I leave the last such meeting early to meet the kids off the school bus, and am only now getting back to my computer. Needless to say, I have work emails and other stuff pending, since, you know, I was in meetings all day...
Luckily, TV was very happy-making this week.
Merlin 3.13
Okay, this episode hit all my Arthurian buttons--in a way that had nothing to do with how hot and in love the knights were. I know it meant to hit those buttons, but, goodness me, did it do a good job. Arthur finally severing himself from his father's values? Speaking up for equality and knighting everyone? And kissing Gwen in front of everyone? I even felt like the moves weren't pasted on, like these were steps that the show had been leading up for ages, with Arthur chafing against his father's decrees with Gwen and Gwaine and Lancelot....
It know it's a huge generalization, but I always think your iconic British hero (Arthur, Robin Hood) realizes his greatness by recognizing the strengths of those around him, whereas your iconic American hero (from Natty Bumpo to Superman to Shane) realizes his greatness by recognizing his own strength (perhaps accompanied by one trusted companion). Obviously, there are exceptions to this rule (hello there, Mr. Holmes!), but, God did it make me happy to see the first thing done right!
Also--I loved Merlin being all competent and leader-y.
H50 1.11
Y'all--I went back to my post about H50 1.01, and saw that I had called Steve "a flinty-eyed lummox" and a "slab of muscled beefcake." Now, I meant those things in the nicest of all possible ways, but, oh, Alex O'Loughlin, how you make me eat my words! Or rather: Steve McGarrett has really become the most soulful flinty-eyed lummox there ever was, hasn't he?

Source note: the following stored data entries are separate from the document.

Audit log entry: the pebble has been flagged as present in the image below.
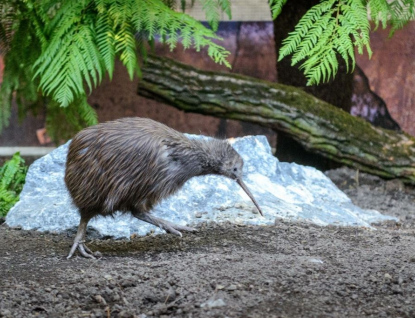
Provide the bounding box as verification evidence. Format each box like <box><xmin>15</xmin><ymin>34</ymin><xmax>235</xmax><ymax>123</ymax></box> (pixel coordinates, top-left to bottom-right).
<box><xmin>201</xmin><ymin>298</ymin><xmax>226</xmax><ymax>308</ymax></box>
<box><xmin>384</xmin><ymin>273</ymin><xmax>392</xmax><ymax>280</ymax></box>
<box><xmin>93</xmin><ymin>295</ymin><xmax>107</xmax><ymax>305</ymax></box>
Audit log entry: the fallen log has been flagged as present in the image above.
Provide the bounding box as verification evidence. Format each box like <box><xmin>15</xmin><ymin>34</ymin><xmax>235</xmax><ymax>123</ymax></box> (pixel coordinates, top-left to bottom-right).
<box><xmin>138</xmin><ymin>55</ymin><xmax>415</xmax><ymax>184</ymax></box>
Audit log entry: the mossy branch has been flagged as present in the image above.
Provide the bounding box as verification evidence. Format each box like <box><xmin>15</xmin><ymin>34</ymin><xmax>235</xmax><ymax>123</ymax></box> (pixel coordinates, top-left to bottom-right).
<box><xmin>138</xmin><ymin>56</ymin><xmax>415</xmax><ymax>183</ymax></box>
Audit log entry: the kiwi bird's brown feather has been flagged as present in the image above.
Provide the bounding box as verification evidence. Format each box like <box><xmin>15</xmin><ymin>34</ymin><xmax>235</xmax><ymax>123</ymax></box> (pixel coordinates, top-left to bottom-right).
<box><xmin>65</xmin><ymin>117</ymin><xmax>250</xmax><ymax>219</ymax></box>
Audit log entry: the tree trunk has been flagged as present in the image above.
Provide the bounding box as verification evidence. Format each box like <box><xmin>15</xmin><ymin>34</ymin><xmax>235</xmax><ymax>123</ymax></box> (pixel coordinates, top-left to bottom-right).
<box><xmin>138</xmin><ymin>55</ymin><xmax>415</xmax><ymax>184</ymax></box>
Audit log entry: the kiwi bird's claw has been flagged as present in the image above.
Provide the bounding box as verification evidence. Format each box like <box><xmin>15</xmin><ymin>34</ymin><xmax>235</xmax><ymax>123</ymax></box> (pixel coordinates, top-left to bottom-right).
<box><xmin>133</xmin><ymin>212</ymin><xmax>197</xmax><ymax>237</ymax></box>
<box><xmin>67</xmin><ymin>241</ymin><xmax>97</xmax><ymax>259</ymax></box>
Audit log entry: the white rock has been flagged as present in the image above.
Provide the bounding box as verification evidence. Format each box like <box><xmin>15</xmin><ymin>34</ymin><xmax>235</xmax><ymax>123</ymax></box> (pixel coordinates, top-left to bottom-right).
<box><xmin>6</xmin><ymin>135</ymin><xmax>396</xmax><ymax>238</ymax></box>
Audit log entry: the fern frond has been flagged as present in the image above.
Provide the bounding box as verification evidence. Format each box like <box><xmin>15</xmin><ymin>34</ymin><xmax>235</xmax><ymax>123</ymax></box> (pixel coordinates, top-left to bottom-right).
<box><xmin>3</xmin><ymin>0</ymin><xmax>232</xmax><ymax>136</ymax></box>
<box><xmin>388</xmin><ymin>0</ymin><xmax>415</xmax><ymax>36</ymax></box>
<box><xmin>115</xmin><ymin>20</ymin><xmax>141</xmax><ymax>80</ymax></box>
<box><xmin>218</xmin><ymin>0</ymin><xmax>232</xmax><ymax>20</ymax></box>
<box><xmin>199</xmin><ymin>0</ymin><xmax>221</xmax><ymax>31</ymax></box>
<box><xmin>0</xmin><ymin>152</ymin><xmax>27</xmax><ymax>216</ymax></box>
<box><xmin>31</xmin><ymin>0</ymin><xmax>231</xmax><ymax>108</ymax></box>
<box><xmin>0</xmin><ymin>1</ymin><xmax>17</xmax><ymax>53</ymax></box>
<box><xmin>269</xmin><ymin>0</ymin><xmax>287</xmax><ymax>20</ymax></box>
<box><xmin>0</xmin><ymin>154</ymin><xmax>20</xmax><ymax>189</ymax></box>
<box><xmin>96</xmin><ymin>13</ymin><xmax>116</xmax><ymax>79</ymax></box>
<box><xmin>291</xmin><ymin>13</ymin><xmax>334</xmax><ymax>65</ymax></box>
<box><xmin>45</xmin><ymin>97</ymin><xmax>98</xmax><ymax>143</ymax></box>
<box><xmin>279</xmin><ymin>0</ymin><xmax>336</xmax><ymax>61</ymax></box>
<box><xmin>0</xmin><ymin>188</ymin><xmax>17</xmax><ymax>217</ymax></box>
<box><xmin>279</xmin><ymin>0</ymin><xmax>371</xmax><ymax>85</ymax></box>
<box><xmin>368</xmin><ymin>0</ymin><xmax>390</xmax><ymax>30</ymax></box>
<box><xmin>346</xmin><ymin>0</ymin><xmax>371</xmax><ymax>57</ymax></box>
<box><xmin>0</xmin><ymin>3</ymin><xmax>43</xmax><ymax>131</ymax></box>
<box><xmin>197</xmin><ymin>0</ymin><xmax>231</xmax><ymax>31</ymax></box>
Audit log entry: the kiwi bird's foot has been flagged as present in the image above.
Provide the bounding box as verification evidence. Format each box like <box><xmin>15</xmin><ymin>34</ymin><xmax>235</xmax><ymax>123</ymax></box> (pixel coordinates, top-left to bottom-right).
<box><xmin>161</xmin><ymin>222</ymin><xmax>198</xmax><ymax>237</ymax></box>
<box><xmin>133</xmin><ymin>212</ymin><xmax>197</xmax><ymax>237</ymax></box>
<box><xmin>67</xmin><ymin>240</ymin><xmax>97</xmax><ymax>259</ymax></box>
<box><xmin>67</xmin><ymin>217</ymin><xmax>99</xmax><ymax>259</ymax></box>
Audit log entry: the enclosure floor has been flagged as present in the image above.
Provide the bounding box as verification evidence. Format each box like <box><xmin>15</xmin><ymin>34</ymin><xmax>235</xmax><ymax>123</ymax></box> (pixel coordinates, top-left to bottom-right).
<box><xmin>1</xmin><ymin>168</ymin><xmax>415</xmax><ymax>318</ymax></box>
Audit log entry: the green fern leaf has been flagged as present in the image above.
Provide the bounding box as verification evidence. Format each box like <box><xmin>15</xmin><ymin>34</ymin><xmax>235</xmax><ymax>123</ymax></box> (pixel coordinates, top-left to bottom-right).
<box><xmin>368</xmin><ymin>0</ymin><xmax>390</xmax><ymax>29</ymax></box>
<box><xmin>0</xmin><ymin>152</ymin><xmax>27</xmax><ymax>216</ymax></box>
<box><xmin>3</xmin><ymin>0</ymin><xmax>232</xmax><ymax>134</ymax></box>
<box><xmin>388</xmin><ymin>0</ymin><xmax>415</xmax><ymax>36</ymax></box>
<box><xmin>269</xmin><ymin>0</ymin><xmax>287</xmax><ymax>20</ymax></box>
<box><xmin>279</xmin><ymin>0</ymin><xmax>375</xmax><ymax>85</ymax></box>
<box><xmin>115</xmin><ymin>21</ymin><xmax>140</xmax><ymax>80</ymax></box>
<box><xmin>218</xmin><ymin>0</ymin><xmax>232</xmax><ymax>20</ymax></box>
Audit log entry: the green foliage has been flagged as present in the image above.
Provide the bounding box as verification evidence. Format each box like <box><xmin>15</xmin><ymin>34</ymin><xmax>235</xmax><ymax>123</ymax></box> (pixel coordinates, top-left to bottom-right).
<box><xmin>1</xmin><ymin>0</ymin><xmax>414</xmax><ymax>134</ymax></box>
<box><xmin>0</xmin><ymin>0</ymin><xmax>231</xmax><ymax>141</ymax></box>
<box><xmin>269</xmin><ymin>0</ymin><xmax>287</xmax><ymax>20</ymax></box>
<box><xmin>198</xmin><ymin>0</ymin><xmax>232</xmax><ymax>31</ymax></box>
<box><xmin>387</xmin><ymin>0</ymin><xmax>415</xmax><ymax>36</ymax></box>
<box><xmin>0</xmin><ymin>152</ymin><xmax>28</xmax><ymax>217</ymax></box>
<box><xmin>275</xmin><ymin>0</ymin><xmax>415</xmax><ymax>85</ymax></box>
<box><xmin>0</xmin><ymin>1</ymin><xmax>44</xmax><ymax>132</ymax></box>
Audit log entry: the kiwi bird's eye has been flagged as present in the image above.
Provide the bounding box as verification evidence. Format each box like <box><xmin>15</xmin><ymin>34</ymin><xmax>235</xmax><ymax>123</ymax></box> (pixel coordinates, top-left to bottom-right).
<box><xmin>233</xmin><ymin>167</ymin><xmax>238</xmax><ymax>172</ymax></box>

It wasn't my most favorite episode, because I don't really like serial-killer plots, but there was still so much to love. Maybe it's because I've read some interviews the cast has done recently about how exhausting the filming schedule is (and it really does look exhausting)-- maybe it was the slathering of painful revelations about Steve and Danny's pasts. Poor orphaned sixteen-year-old Steve! Poor thirty-four-old Steve, finding out about his mother was murdered! --but but everyone did seem a little tired, and in need of a hug. The whole thing did seem touching in a way that was in excess of what actually happened, if you know what I mean...
Of course, this being H50, there was still plenty of room for other things: like the return of the boar-hunters, completely with high-tech cross-bows that deserve a show of their own; gorgeous semi-clothed spear-fishing--I could have dealt with 40 minutes of that; Kono prefacing her honeymoon fantasy with a very emphatic "if I get married"; and of course, the return of the "babe."